2

I'm creating a custom spell check engine implementation using an open-source hunspell dic/aff set as a starting point. After an inordinate amount of hacking, googling, etc., I copied a flag set that appears to result in case-insensitive searching (e.g., the spell check passes "Word" as well as "word", when only "word" is present in the dic file). Problem is, I have no idea WHY this works, and I can't find anything online or in the files indicating how case is treated. The syntax in my dic that works is:

word/1   1

Without these flags, case handling is strict.

I am remiss to implement a "solution" I can't explain.
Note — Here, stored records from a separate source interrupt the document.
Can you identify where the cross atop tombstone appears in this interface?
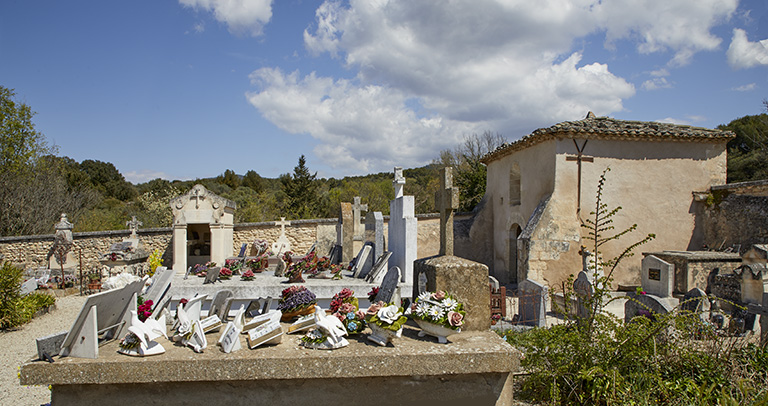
[392,166,405,199]
[435,167,459,255]
[352,196,368,235]
[125,216,144,238]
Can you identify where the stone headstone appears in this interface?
[365,251,390,283]
[624,292,674,323]
[19,278,37,296]
[517,279,549,327]
[352,244,371,278]
[733,263,768,304]
[336,202,355,263]
[640,255,675,297]
[680,288,710,318]
[573,271,595,318]
[374,266,400,306]
[272,217,291,255]
[387,167,418,282]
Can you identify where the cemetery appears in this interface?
[6,113,768,405]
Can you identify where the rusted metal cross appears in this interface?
[565,139,595,216]
[435,167,459,255]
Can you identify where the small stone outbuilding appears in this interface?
[472,112,734,286]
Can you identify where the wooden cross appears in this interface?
[565,139,595,216]
[275,217,291,236]
[435,167,459,255]
[189,189,205,209]
[125,216,144,238]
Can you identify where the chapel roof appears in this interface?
[480,111,736,164]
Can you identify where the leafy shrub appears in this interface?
[0,262,56,329]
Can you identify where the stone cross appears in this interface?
[352,196,368,236]
[435,167,459,255]
[275,217,291,236]
[125,216,144,238]
[392,166,405,199]
[189,188,205,209]
[565,139,595,216]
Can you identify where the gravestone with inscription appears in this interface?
[414,167,491,331]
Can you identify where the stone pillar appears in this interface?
[173,224,187,274]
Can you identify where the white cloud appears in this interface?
[123,169,184,184]
[179,0,272,36]
[248,0,738,171]
[727,28,768,69]
[641,77,672,90]
[731,82,757,92]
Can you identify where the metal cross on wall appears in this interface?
[565,139,595,216]
[435,167,459,255]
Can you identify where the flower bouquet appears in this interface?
[331,288,365,334]
[224,259,243,275]
[277,286,317,322]
[410,290,467,344]
[219,267,232,279]
[365,301,408,346]
[251,239,269,257]
[240,269,256,281]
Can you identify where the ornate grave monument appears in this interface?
[171,185,237,273]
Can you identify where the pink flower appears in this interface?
[432,290,445,300]
[365,303,381,316]
[448,311,464,327]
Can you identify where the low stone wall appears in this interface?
[0,214,440,271]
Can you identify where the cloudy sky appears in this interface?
[0,0,768,183]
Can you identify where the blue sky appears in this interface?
[0,0,768,183]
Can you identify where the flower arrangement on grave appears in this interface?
[245,253,269,273]
[224,259,243,275]
[368,286,380,303]
[331,288,365,334]
[277,286,317,320]
[365,301,408,346]
[136,296,154,321]
[410,290,467,331]
[219,267,232,279]
[251,239,269,257]
[147,249,163,276]
[329,264,344,280]
[192,261,216,278]
[240,269,256,281]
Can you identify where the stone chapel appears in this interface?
[472,112,734,288]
Any one have any idea how to specify case handling in a dic/aff set so that I can figure out what's actually happening?

wolfmason
  • 399
  • 1
  • 13

1 Answers1

3

By default, entries in .dic files are presumed to be case-insensitive, and thus given the entry word, all of the following should be returned as correctly spelled: word, Word, WORD.

If you want to restrict words to a single casing, you'll need define a case sensitive flag in your .aff file:

KEEPCASE X

Where X is a one or two letter flag or a number (based on your FLAG setting)

So, if I only wanted to allow John (but not john or JOHN), I could then put in my .dicfile the following entry:

John/X

I do not know why the /1 is allowing for case-insensitive results, especially because that line is a bad format (the only thing that should follow after spaces is a field id and its information, for example, po:noun)

You said you're creating a custom engine, so the problem is going to be in your engine, not in the .dic/.aff files.

user0721090601
  • 5,276
  • 24
  • 41